Owners can sell it to guests in lieu of demanding deposits and travelers can take out coverage on their own, as well.
"Property Damage Protection enables travelers to replace deposits with insurance designed to cover damages a traveler may accidentally cause to a vacation rental," Shepherd says. "The vast majority of security deposits are returned in full, so the purpose of PDP is to make the rental transaction easier for both the property owner and the traveler by reducing the efforts of paying, collecting and refunding deposits."
Let's see: As Airbnb and HomeAway clash in the vacation rental marketplace and vie for owner listings, Airbnb is marketing its $1 million Host Guarantee for free while HomeAway is pushing $5,000 Property Damage Protection to both owners and guests for a fee.
Shepherd of HomeAway argues that both companies are "essentially doing the same thing."
"In terms of meaningful protection, I think we match it [Airbnb], although our absolute numbers are smaller," Shepherd says.
But, if vacation-rental owners don't look deeply into Airbnb's Host Guarantee and list with Airbnb based on the $1 million glitz, it looks like HomeAway could have a big public relations problems on its hands.
UPDATE: Another insurance expert has taken a look at Airbnb's Host Guarantee and interpreted it as amounting to "excess coverage," meaning hosts would collect any damages from guests and existing homeowners' insurance policies before Airbnb's coverage gets triggered.
In other words, Airbnb's insurer would end up compensating hosts for damages very infrequently.

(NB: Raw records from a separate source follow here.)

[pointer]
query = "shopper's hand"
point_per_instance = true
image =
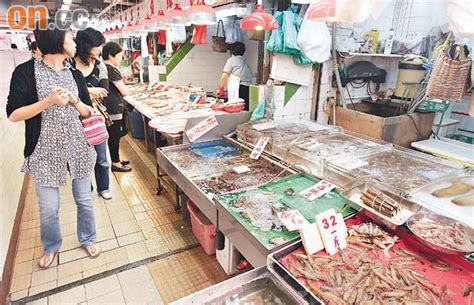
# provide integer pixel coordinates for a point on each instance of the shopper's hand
(59, 96)
(98, 93)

Several paragraphs of Airbnb's terms advise guests that their credit cards will get charged if damage is done to the property "so why would you need the Host Guarantee," the insurance expert says.
Importantly, the insurance expert pointed to the following statement in Airbnb's terms detailing some of the "excluded losses" as meaning that existing homeowners' insurance policies are "primary" and Airbnb's policy is excess coverage:
losses or damages for which you are compensated or reimbursed from a source other than Airbnb including without limitation: (i) amounts received under an insurance policy, guarantee or indemnity; (ii) a security deposit; or (iii) payment directly by the Responsible Guest or an Invitee, or other party or an insurer or guarantor of such party.